The Birthday of Occupy: Reflections on New York's Fattest
There were several other “meetup” areas surrounding Wall Street with, I’m told, similar numbers of people, plus lots of freelancers who had their own plans. Nobody knows what the real numbers were, but when the corporate media estimated “less than a thousand,” as they all did, it’s because they didn’t understand what was going on. There was never a single mass of people in one place to count. The point was disruption, not a mass rally
We discussed strategy informally and formally in general assembly from 7 a.m. to 8 a.m. and then took off in the direction of Wall Street. The idea was to “civilian” (yeah, that’s a verb) and proceed in small groups as normal pedestrians and seize on opportunities to cause nonviolent chaos as they arose. This really messed up the morbidly obese cops on motor scooters, because they prefer to stay in lines to intimidate demonstrators into remaining on the sidewalk. Since we weren’t demonstrating, and were going every which way on the confusing and windy streets of the financial district, the motor scooters had no one to herd and couldn’t figure out where to go.

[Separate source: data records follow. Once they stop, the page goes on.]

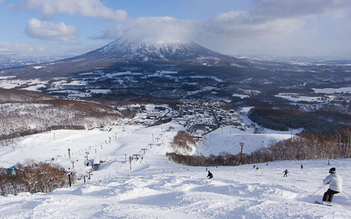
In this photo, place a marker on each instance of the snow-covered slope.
(157, 188)
(146, 50)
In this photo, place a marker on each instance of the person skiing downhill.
(210, 175)
(335, 185)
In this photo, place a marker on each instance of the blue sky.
(247, 27)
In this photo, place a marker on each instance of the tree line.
(307, 146)
(33, 177)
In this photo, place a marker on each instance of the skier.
(335, 185)
(210, 175)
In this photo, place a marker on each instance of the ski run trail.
(158, 188)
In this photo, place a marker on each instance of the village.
(198, 117)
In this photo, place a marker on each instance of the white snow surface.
(159, 188)
(332, 90)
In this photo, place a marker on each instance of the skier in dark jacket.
(210, 175)
(335, 185)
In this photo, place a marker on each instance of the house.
(12, 170)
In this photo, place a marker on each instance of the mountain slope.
(158, 188)
(126, 52)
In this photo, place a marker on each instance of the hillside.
(123, 53)
(26, 112)
(158, 188)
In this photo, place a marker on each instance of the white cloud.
(88, 8)
(15, 47)
(268, 26)
(48, 30)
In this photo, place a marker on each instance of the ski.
(321, 203)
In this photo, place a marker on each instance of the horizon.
(274, 28)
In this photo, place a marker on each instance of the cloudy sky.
(247, 27)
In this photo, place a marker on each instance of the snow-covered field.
(333, 90)
(158, 188)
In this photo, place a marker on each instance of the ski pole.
(317, 190)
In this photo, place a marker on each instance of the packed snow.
(155, 187)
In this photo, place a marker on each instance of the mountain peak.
(148, 49)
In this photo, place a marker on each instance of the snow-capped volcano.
(129, 52)
(147, 50)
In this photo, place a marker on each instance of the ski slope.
(158, 188)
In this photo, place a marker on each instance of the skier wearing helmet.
(335, 185)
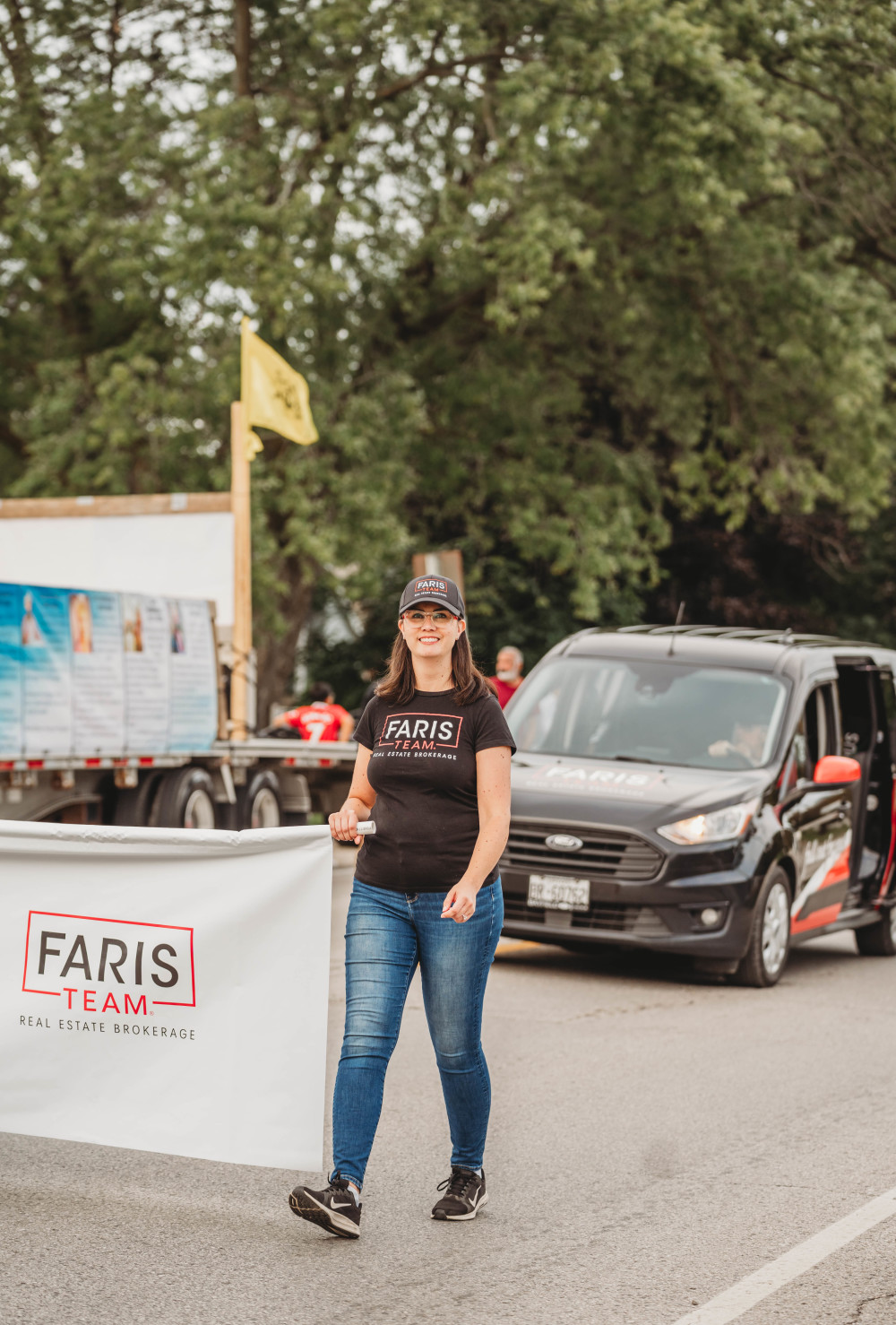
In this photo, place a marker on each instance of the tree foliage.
(592, 290)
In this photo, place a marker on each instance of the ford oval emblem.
(564, 842)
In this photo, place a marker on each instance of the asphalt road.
(652, 1141)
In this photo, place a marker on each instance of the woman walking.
(433, 757)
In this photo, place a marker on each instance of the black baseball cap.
(432, 588)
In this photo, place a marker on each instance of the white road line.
(735, 1302)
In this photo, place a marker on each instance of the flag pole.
(241, 507)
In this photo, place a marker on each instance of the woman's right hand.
(343, 827)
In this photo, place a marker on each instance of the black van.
(716, 792)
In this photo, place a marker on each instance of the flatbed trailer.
(254, 784)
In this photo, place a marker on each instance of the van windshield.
(658, 712)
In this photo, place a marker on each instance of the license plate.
(556, 892)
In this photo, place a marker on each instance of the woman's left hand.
(461, 903)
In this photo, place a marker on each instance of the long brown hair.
(399, 685)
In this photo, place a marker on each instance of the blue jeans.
(387, 934)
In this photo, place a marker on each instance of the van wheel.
(878, 940)
(260, 803)
(185, 801)
(769, 947)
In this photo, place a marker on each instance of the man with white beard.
(508, 673)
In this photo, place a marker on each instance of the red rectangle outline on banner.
(106, 920)
(384, 745)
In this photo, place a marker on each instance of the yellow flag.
(274, 395)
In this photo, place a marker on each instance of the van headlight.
(718, 826)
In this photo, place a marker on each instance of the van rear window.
(655, 712)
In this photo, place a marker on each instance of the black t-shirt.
(424, 771)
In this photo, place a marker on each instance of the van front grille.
(615, 917)
(605, 853)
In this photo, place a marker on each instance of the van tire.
(185, 801)
(878, 940)
(771, 916)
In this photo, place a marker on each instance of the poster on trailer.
(86, 673)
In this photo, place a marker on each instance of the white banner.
(166, 990)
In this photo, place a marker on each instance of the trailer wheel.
(878, 940)
(260, 801)
(185, 801)
(134, 806)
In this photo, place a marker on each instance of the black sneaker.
(333, 1208)
(465, 1195)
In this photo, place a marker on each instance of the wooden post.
(241, 507)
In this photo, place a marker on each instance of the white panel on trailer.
(180, 554)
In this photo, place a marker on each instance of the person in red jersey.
(508, 673)
(322, 718)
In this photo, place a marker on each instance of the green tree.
(569, 282)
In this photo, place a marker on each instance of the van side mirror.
(837, 768)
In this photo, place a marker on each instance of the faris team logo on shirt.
(421, 732)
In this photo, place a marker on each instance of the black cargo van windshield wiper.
(629, 758)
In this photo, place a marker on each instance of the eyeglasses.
(435, 618)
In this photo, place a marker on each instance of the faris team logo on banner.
(143, 978)
(116, 966)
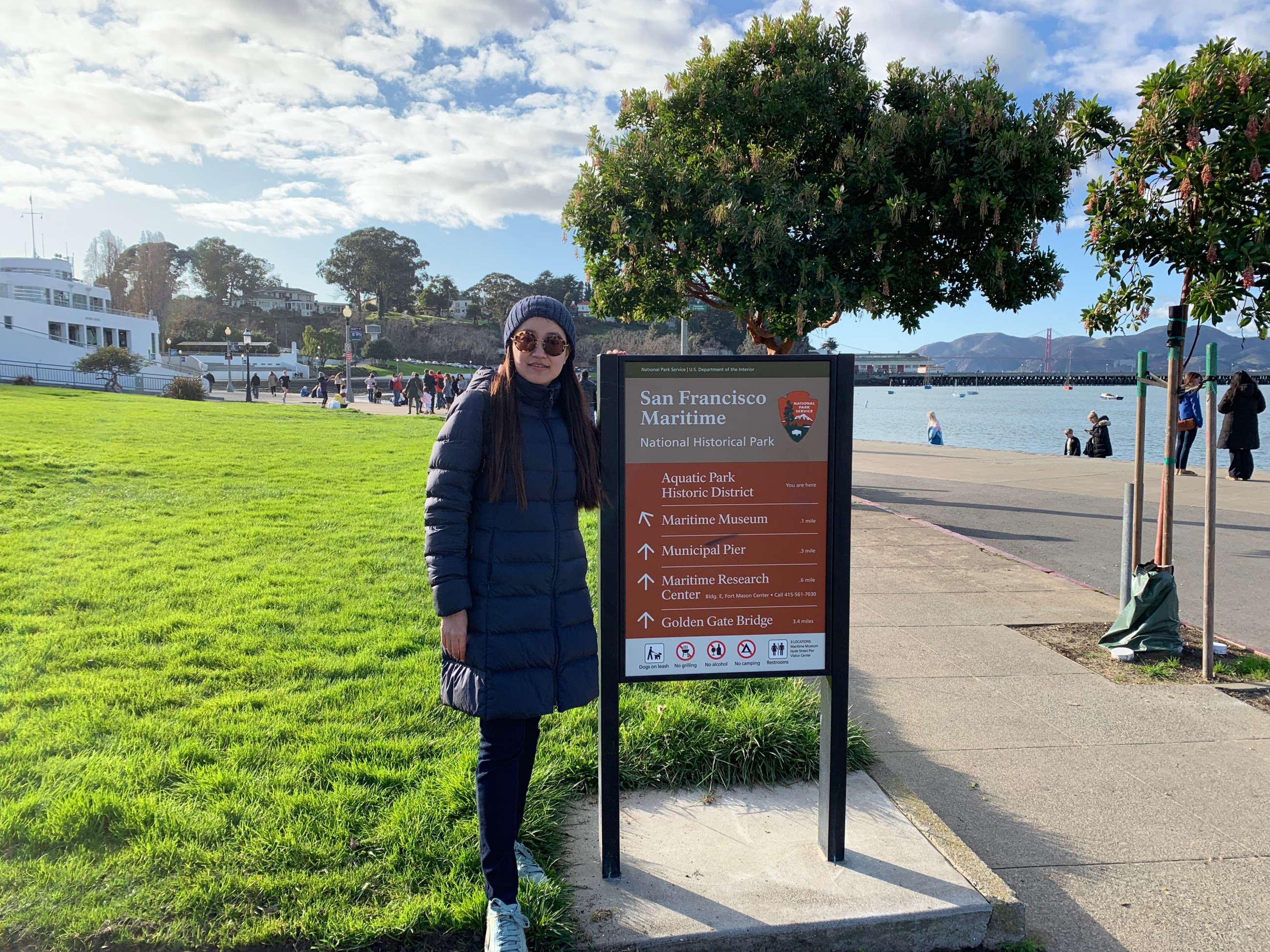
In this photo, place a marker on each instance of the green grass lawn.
(219, 719)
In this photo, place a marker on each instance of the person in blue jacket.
(1190, 419)
(513, 464)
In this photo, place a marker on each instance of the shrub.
(185, 389)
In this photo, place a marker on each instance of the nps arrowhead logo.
(798, 413)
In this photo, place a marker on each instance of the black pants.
(1241, 464)
(1185, 441)
(505, 763)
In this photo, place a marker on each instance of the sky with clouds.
(282, 124)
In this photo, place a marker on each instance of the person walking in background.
(589, 388)
(934, 432)
(1190, 419)
(513, 464)
(1099, 445)
(447, 392)
(413, 394)
(430, 388)
(1071, 446)
(1241, 403)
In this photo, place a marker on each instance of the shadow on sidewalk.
(1065, 925)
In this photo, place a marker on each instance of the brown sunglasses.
(526, 342)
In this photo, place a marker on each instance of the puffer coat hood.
(1240, 428)
(521, 574)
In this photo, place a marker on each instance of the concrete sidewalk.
(1057, 474)
(1127, 818)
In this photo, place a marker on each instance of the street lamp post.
(229, 362)
(348, 356)
(247, 354)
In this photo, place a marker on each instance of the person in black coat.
(1241, 404)
(515, 461)
(1099, 445)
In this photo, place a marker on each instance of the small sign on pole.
(725, 544)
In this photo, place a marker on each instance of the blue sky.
(282, 124)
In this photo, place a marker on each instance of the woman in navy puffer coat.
(513, 462)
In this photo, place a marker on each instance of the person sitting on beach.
(1100, 437)
(1074, 445)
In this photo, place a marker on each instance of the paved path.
(1065, 513)
(1127, 818)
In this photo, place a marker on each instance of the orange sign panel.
(725, 518)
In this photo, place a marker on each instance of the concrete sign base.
(744, 872)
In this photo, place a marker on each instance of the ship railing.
(56, 376)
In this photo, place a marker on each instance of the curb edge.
(1009, 918)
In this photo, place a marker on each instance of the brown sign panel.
(725, 511)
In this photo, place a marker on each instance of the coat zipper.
(555, 557)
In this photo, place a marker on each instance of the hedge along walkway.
(219, 720)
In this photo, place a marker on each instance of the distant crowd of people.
(1240, 407)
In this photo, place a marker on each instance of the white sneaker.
(526, 866)
(505, 927)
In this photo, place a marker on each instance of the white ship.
(49, 320)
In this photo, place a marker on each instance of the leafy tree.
(322, 344)
(380, 350)
(227, 272)
(1188, 191)
(108, 363)
(564, 287)
(153, 269)
(439, 293)
(497, 293)
(778, 181)
(102, 266)
(375, 261)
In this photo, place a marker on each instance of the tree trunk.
(760, 334)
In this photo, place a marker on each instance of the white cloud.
(451, 111)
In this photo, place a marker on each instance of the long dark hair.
(505, 435)
(1241, 381)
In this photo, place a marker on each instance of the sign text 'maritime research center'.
(725, 509)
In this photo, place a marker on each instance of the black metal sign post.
(725, 541)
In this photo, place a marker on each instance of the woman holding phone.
(513, 464)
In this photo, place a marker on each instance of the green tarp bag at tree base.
(1150, 621)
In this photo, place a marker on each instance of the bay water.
(1028, 419)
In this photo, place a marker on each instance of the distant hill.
(1002, 353)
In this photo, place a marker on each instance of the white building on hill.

My small affinity group (or AG) was mostly personal friends from Brooklyn, all gainfully employed and thoroughly disillusioned with capitalism, numbering from six to ten over the course of the morning. We didn’t quite know what we were doing at first, but latched on to a black bloc anarchist group at 9:20 who had the moves for tying up an intersection. I had previously thought of blocking an intersection as sitting down in the middle of the street and refusing to move until the cops came and administered a dose of pepper spray. The anarchists had a technique of “swirling,” which means a bunch of people walk around in a big circle from corner to corner, never letting cars through. It causes a big traffic jam, particularly in the narrow streets of Lower Manhattan, and the police have a hard time getting there. When they do arrive, the swirl goes civilian and everybody runs off to the next unguarded intersection. The police strategy of barricading Wall Street and demanding company IDs from pedestrians was irrelevant. We caused traffic jams wherever the police weren’t. I would guess that a thousand cops were chasing many thousand demonstrators all day and catching very few. It was mass confusion, and it was fun.
So my mostly Brooklyn AG joined the anarchists in a rousing chant of “1-2-3-4, this is fucking class war! 5-6-7-8, eat the rich and smash the state!” as we swirled around an intersection a couple blocks south of Wall Street. It was too much for some asshole in an $80,000 Porsche, who nudged his honking way into and out of the swirl, taking off at a high rate of speed, until he hit the next traffic jam a block away.